GM Joe Douglas Selected Former Ohio State TE in Third Round of 2022 NFL Draft

National Team tight end Jeremy Ruckert of Ohio State runs through drills during practice for the Reese's Senior Bowl Tuesday, Feb. 2, 2022, in Mobile, Ala. (AP Photo/Butch Dill)

From being a Jets fan growing up to becoming a member of the team, former Ohio State TE Jeremy Ruckert's dream became his reality when general manager Joe Douglas and the Green & White selected Ruckert in the third round.

"It was deafening once I put the hat on and once [my parents] found out who was on the other end of that call," Ruckert told reporters after he was drafted. "They were just so excited. I mean, it's hard to say and it's hard to believe, but this means just as much to them as it does for me. And that means a lot to me in general, just because all the support that they've given me throughout my life, doing everything they could to help me be where I am today. I'm so grateful for that and I'm so grateful to have such a close family that's going to continue to support me along this journey."

Ruckert, who grew up in Lindenhurst playing soccer and football, was on Long Island waiting for his name to be called. Like many players, coaches and employees before him, he'll relocate from the Island to New Jersey -- he was 8 years old when the team moved from Weeb Ewbank Hall at Hofstra in Hempstead to the the Atlantic Health Jets Training Center in Florham Park.

Ruckert's prowess on the field at Ohio State was as a run blocker. He totaled 54 catches, 615 yards and 12 TDs, having his best statistical year as a senior with 26 receptions, 309 yards and 2 TDs. He had 3 targets per game last season, but he made an impression on the Jets' coaching staff in Mobile as a pass catcher.

"When he was given opportunities to make plays on the ball, he made plays," Jets TEs coach Ron Middleton said at the Senior Bowl. "Don't know the extent of his route tree, how many routes he's run, but he had no issue catching the ball when it was thrown to him. He did not pass up a chance to knock the hell out of somebody. He likes contact and once he gets the ball in his hands, he still likes contact. He moves well, he has a burst after the catch. There's a lot of positive about that kid.

"From a coach standpoint, there's nothing not to like. There's some technique issues you have to incorporate with him and get him better, but he's a fine prospect."

HC Robert Saleh described Ruckert's blocking style as a bulldog, which is coincidentally Ruckert's high school mascot.

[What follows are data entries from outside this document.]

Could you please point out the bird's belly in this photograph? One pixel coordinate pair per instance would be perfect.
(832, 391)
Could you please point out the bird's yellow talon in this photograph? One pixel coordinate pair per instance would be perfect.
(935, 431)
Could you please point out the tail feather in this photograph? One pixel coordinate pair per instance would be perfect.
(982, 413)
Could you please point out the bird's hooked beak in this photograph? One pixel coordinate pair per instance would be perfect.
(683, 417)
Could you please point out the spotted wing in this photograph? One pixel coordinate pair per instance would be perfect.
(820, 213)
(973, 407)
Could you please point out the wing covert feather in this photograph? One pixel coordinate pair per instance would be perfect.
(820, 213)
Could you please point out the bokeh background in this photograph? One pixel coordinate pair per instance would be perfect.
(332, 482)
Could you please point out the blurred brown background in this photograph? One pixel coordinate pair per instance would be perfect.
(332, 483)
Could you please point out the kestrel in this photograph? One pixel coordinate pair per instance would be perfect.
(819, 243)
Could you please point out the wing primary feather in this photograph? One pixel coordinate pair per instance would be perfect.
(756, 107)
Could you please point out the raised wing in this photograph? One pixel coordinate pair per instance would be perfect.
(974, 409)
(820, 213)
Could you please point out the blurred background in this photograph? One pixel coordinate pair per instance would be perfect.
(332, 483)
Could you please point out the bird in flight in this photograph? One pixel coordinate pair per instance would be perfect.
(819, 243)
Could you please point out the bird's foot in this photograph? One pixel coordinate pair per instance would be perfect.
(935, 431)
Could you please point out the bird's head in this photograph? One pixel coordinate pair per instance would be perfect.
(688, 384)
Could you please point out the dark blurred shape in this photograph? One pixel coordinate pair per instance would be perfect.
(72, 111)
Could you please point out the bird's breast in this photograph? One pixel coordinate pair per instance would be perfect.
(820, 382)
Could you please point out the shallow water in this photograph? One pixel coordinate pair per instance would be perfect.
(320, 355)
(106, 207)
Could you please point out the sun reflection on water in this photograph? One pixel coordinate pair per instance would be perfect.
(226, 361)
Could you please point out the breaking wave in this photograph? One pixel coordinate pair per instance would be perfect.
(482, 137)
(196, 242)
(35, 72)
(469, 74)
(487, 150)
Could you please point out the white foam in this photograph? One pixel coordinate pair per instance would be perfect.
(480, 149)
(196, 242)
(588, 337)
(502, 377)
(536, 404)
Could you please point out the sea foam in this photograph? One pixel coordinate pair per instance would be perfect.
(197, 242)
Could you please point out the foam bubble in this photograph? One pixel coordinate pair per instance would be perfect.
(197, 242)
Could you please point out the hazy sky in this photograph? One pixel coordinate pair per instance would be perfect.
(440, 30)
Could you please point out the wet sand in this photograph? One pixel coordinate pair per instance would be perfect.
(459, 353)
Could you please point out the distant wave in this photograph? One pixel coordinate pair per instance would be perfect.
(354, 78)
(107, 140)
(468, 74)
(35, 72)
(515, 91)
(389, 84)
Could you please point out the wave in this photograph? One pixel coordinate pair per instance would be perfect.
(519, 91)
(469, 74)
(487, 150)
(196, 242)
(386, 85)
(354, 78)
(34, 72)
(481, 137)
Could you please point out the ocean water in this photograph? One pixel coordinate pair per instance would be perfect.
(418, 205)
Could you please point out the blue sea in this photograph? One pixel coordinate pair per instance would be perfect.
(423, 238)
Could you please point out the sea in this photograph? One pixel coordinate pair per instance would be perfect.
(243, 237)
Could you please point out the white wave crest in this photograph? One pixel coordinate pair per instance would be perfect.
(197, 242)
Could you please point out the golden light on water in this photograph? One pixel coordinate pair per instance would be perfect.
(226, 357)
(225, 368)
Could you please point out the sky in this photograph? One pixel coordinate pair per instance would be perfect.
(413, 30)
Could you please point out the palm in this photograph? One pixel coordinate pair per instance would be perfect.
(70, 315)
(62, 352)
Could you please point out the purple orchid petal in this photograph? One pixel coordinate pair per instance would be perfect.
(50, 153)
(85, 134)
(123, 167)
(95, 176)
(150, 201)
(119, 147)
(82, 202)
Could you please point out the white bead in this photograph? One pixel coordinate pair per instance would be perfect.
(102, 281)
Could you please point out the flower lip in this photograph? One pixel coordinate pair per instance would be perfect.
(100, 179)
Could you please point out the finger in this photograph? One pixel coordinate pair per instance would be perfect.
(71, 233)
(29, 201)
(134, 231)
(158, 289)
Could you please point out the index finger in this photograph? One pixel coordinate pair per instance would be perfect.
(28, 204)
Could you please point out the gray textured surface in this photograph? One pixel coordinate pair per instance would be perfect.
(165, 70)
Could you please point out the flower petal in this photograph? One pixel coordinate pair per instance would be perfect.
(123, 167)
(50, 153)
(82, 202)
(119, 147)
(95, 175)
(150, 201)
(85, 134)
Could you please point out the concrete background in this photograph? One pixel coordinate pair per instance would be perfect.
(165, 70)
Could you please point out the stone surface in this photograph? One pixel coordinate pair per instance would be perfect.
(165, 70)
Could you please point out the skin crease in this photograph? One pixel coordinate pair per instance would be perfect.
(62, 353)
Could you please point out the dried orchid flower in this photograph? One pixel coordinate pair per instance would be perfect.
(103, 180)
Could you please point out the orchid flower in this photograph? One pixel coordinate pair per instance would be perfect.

"I take pride in anything I do and anything I do, I do with full speed," Ruckert said. "Our strength coach at Ohio State told us some slowed down and some speed up into contact and that really hit home to me. So ever since that moment, I wanted be that dominant player in the run game. I've got a long way to go, but as far as effort, as far as the mentality, you're going to get my best every single play no matter what my job asks for.

"I can't wait to bring that into the culture there. I think the culture, like Coach Saleh said in there, I think that the little time that I've been around there you could tell the culture is spreading very well. I felt it as soon as I was there for just a couple days I was there, I felt it. I got juiced up and I'm just so excited."